Le gouvernement en RDC a revu à la hausse le bilan humain après la tentative d'évasion à la prison centrale de Kinshasa. Les circonstances du drame restent floues.
En République démocratique du Congo, le gouvernement a revu à la hausse le bilan de la tentative d'évasion à la prison de Makala, à Kinshasa, dimanche soir (02.09). Officiellement, au moins 129 personnes ont été tuées, dans la nuit de dimanche à lundi, dans des conditions mal éclaircies.
Près de 48 heures après, l'un de nos correspondants sur place tente de revenir sur ce qui s'est réellement passé.

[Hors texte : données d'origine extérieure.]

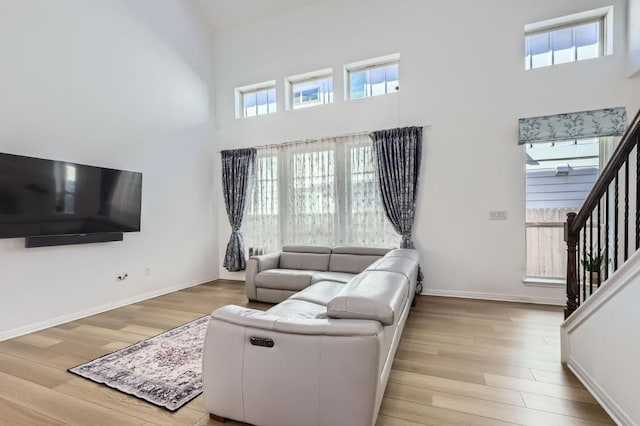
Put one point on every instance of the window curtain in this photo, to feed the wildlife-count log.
(398, 153)
(575, 125)
(237, 173)
(317, 192)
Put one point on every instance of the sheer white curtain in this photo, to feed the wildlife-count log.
(317, 192)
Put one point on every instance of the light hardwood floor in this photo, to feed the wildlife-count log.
(460, 362)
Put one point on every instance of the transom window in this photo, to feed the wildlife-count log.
(256, 100)
(311, 91)
(568, 39)
(374, 77)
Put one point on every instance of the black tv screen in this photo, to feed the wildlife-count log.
(45, 197)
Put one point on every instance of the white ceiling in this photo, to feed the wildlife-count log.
(222, 15)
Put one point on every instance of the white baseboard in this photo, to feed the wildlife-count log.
(37, 326)
(494, 296)
(613, 409)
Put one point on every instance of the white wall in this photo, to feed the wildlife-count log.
(634, 37)
(462, 76)
(121, 84)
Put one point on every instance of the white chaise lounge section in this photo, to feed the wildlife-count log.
(320, 358)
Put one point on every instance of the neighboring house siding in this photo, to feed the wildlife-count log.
(545, 190)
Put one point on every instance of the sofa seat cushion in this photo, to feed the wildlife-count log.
(320, 293)
(292, 308)
(284, 279)
(341, 277)
(376, 295)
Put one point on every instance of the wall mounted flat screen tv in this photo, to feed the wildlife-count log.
(44, 197)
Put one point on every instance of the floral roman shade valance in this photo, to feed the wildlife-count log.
(574, 125)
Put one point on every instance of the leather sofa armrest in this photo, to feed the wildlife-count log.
(267, 261)
(257, 264)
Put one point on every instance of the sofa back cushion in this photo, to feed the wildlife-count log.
(402, 265)
(374, 295)
(354, 259)
(314, 258)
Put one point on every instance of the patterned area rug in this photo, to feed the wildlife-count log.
(165, 370)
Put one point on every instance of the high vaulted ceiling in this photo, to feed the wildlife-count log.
(225, 14)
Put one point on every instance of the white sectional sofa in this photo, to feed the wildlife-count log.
(276, 276)
(321, 357)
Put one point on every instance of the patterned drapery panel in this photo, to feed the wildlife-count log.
(398, 153)
(575, 125)
(237, 173)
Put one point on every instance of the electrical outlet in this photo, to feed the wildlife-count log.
(498, 215)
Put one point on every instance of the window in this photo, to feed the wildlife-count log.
(559, 176)
(568, 39)
(374, 77)
(317, 192)
(256, 100)
(310, 89)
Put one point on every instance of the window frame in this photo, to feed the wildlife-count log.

Ce sont d'abord les riverains de la prison de Makala qui ont témoigné de ce qu'ils ont vu, et notamment des militaires lourdement armés déployés autour du centre pénitentiaire.
Steve Libu, qui n'a pas dormi cette nuit-là, raconte la violence des scènes autour de la prison. Il explique avoir "vu des véhicules lourdement armés surgir de partout, des véhicules de l'armée qui ont commencé à faire des barricades le long de la route et d'autres qui faisaient des va-et-vient. Cette nuit-là, nous étions dans l'inquiétude et ce qui nous a encore plus effrayé, ce sont les crépitements de balles qui n'ont d'ailleurs pas cessé jusque maintenant. Nous sommes dans l'insécurité, nous qui sommes aux environs de la prison de Makala".
Des tirs sont en effet toujours entendus à la prison de Makala, où la sécurité est renforcée. Les policiers et militaires essaieraient de contenir des détenus, toujours révoltés dans l'enceinte de Makala.
Possible révolte contre les conditions de détention
Selon plusieurs sources, la tentative d'évasion a débuté au pavillon 4 de la prison, où des détenus, en colère contre leurs conditions de détention, auraient organisé une émeute. Le massacre qui a suivi laisse ouverte une question : s'agissait-il d'une tentative d'évasion, comme l'affirme le gouvernement congolais, ou d'une révolte qui a été écrasée dans le sang ?
Le Mouvement des indignés, un mouvement prodémocratie, doute pour sa part de la version des autorités. Roger Manzekele, porte-parole du mouvement, exige une enquête indépendante sur ce drame.
Il demande si "les gens étaient étouffés et ont cherché à se sauver par tous les moyens ? Est-ce que c'était un moyen de viser certains détenus politiques à l'intérieur parce qu'on a vu un grand trou dans un des murs de la prison. Il pleuvait le soir des événements, mais on n'a pas vu de traces de gouttes d'eau (sur la terre à côté du trou, ndlr). Tout porte à croire qu'il s'agit d'un scénario mal monté. Alors, pour lever l'équivoque, c'est au gouvernement congolais de donner la bonne information et que des enquêtes indépendantes soient diligentées pour élucider cette affaire".
Un bilan humain contredit par une ONG
Le journaliste indépendant Stanis Bujakera a été incarcéré pendant six mois à Makala. Pour lui, les problèmes de surpopulation, les conditions de vie déplorables et les difficultés d'accès à la justice ont pu conduire à une révolte.
Il estime que "ce qui s'est passé, c'est malheureusement un chaos, des gens qui ont été tués. Ce qui s'est passé, c'est aussi, et on n'en parle pas assez, des femmes qui ont été violées par des prisonniers. Il y a plusieurs facteurs qui contribuent à la situation qui se passe actuellement à la prison de Makala. C'est peut-être un mouvement de révolte interne au regard des conditions qui sont très graves."
Le gouvernement congolais maintient la thèse de la tentative d'évasion. La Fondation Bill Clinton pour la paix avance le chiffre de 200 ou 300 évadés et plus de 200 morts, soit un bilan supérieur à celui des autorités.